Müslüman olup da dininin kıymetini bilmeyenin dinde kıymeti olmaz. Kişi bin bilimi de bilse dinini bilmiyorsa, dinini ikame etmiyorsa dinde kıymeti bulunmaz. Din ile bilimi birbirlerine karıştırmamak gerekir. Hakikatler kestirmeden din ile bilinir. Bilimde hakikatler sadece yazılır ve silinir. İkame-i din ile bilinir kıymet. Dinini ikame etmeyenin iki cihanda yakasını bırakmaz zillet ile hezimet. Rabbimiz buyuruyor:
“De ki: “Ey Kitap ehli! Tevrat’ı, İncil’i ve Rabbinizden size indirileni (Kur’an’ı) ikame etmedikçe/uygulamadıkça hiçbir şey üzere değilsiniz.” Andolsun ki sana Rabbinden indirilen bu Kur’an, onlardan çoğunun taşkınlık ve küfrünü artıracaktır. Öyle ise o kâfirler toplumu için üzülme.” (Maide Sûresi/ 68)

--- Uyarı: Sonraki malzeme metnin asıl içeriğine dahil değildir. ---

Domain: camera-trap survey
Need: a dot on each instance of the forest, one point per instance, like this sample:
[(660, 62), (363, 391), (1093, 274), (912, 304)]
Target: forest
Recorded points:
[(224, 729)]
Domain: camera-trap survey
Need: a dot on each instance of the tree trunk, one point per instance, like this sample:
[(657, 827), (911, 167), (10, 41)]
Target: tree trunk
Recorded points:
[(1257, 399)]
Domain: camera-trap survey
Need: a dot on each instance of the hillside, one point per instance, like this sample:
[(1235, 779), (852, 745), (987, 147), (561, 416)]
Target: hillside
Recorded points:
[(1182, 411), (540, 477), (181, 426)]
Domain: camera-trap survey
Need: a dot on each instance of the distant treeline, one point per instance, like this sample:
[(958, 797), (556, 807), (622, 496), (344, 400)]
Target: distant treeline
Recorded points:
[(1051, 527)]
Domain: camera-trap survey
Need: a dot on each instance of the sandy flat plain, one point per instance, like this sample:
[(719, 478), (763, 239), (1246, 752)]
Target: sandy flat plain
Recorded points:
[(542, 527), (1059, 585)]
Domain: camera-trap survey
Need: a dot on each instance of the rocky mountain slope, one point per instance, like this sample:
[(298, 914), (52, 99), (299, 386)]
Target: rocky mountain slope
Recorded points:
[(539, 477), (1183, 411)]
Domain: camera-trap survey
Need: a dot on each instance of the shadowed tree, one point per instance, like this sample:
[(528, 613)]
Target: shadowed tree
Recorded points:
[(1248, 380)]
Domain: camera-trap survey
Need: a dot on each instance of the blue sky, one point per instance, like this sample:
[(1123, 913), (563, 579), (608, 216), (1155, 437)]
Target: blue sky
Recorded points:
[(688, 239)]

Tevrat’ı uygulamayanların, İncil’i yürürlükten kaldırıp onunla ilişkilerini kesenlerin nasıl ki iraptan mahalleri yoksa, nasıl ki bu halleriyle onlar boş ise, hiçbir değer ifade etmiyorlarsa, eğer sizler de elinizdeki kitabınızı (iman ettiğiniz Kur’ân’ı) uygulamaktan vazgeçer, kitapsız bir hayattan yana olursanız, kesinlikle bilesiniz ki sizler de hiçbir şey değilsiniz. Yâni uygulamadığınız, hayatınızı onunla düzenlemediğiniz, amel etmediğiniz sürece elinizde okuduğunuz, sarıldığınız bir kitabınızın olması hiçbir mânâ ifade etmeyecektir. Kitaplarından habersiz bir hayat yaşayanların bizim de bir kitabımız var diye övünüp sevinmelerinin hiçbir değeri yoktur. Müslüman olarak bu dünyadaki kıymetimiz, iman ettiğimiz kitabı ferd, aile, cemiyet ve devlet seviyesinde ikame ettiğimiz miktarıncadır. Kıymetimiz, dinimizi sahiplenip savunmamızla doğru orantılıdır.

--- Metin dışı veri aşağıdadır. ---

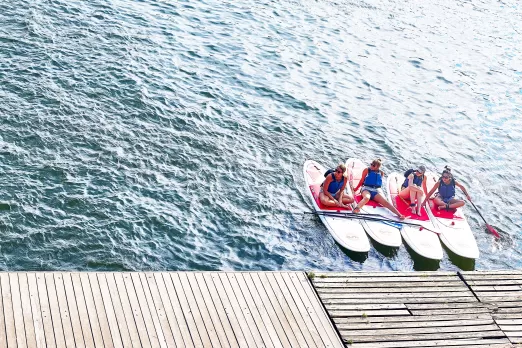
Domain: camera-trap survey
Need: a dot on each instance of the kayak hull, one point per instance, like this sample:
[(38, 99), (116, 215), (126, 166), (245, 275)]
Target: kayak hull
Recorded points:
[(347, 233), (454, 229), (424, 242), (380, 232)]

Kendisine yapılan hakareti, yanlışı af etmeyen, ama dinine yapılan ihanetleri, hakaretleri af edende din ve dinin kıymeti ne arar. Bu, alleme-i cihan olsa bile ne yarar? Allah’tan gelmiş olan dinin kıymetinin bilinmediği yerde dinin varlığı son bulmuştur. Dinlerinin kıymetini bilmeyen Müslümanların kıyametleri kopmuştur!

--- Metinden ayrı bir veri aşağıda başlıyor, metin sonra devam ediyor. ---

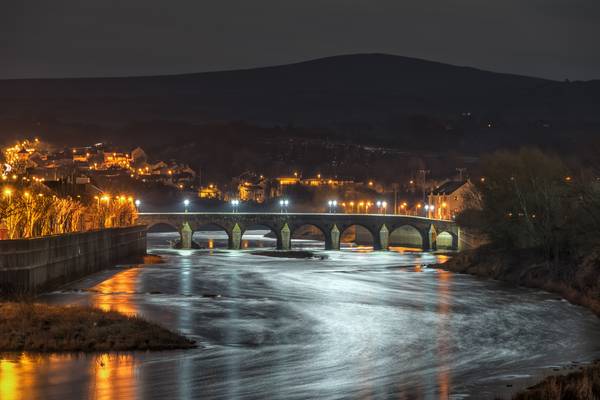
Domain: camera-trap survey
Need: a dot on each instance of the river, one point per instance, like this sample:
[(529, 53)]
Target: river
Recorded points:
[(354, 324)]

Kul kaynaklı ideolojileri yürürlükte tutmanın derdine düşenlerin dini hayata hâkim kılma diye bir dertleri olmaz. Dini hayata hâkim kılma derdi olmayanın, dinde nasibi bulunmaz. Bütün zamanlarda, bütün mekânlarda aşılmaz bunalımdır; Müslümanla din çelişkisi. Müslümanın inanç lügatinde birbirinden ayrı sayılmaz din-devlet ilişkisi. Bir bütündür devlet-ü din. Tarihin şehadetiyle sabittir ki; devleti dine teslim edenler her belâdan emin!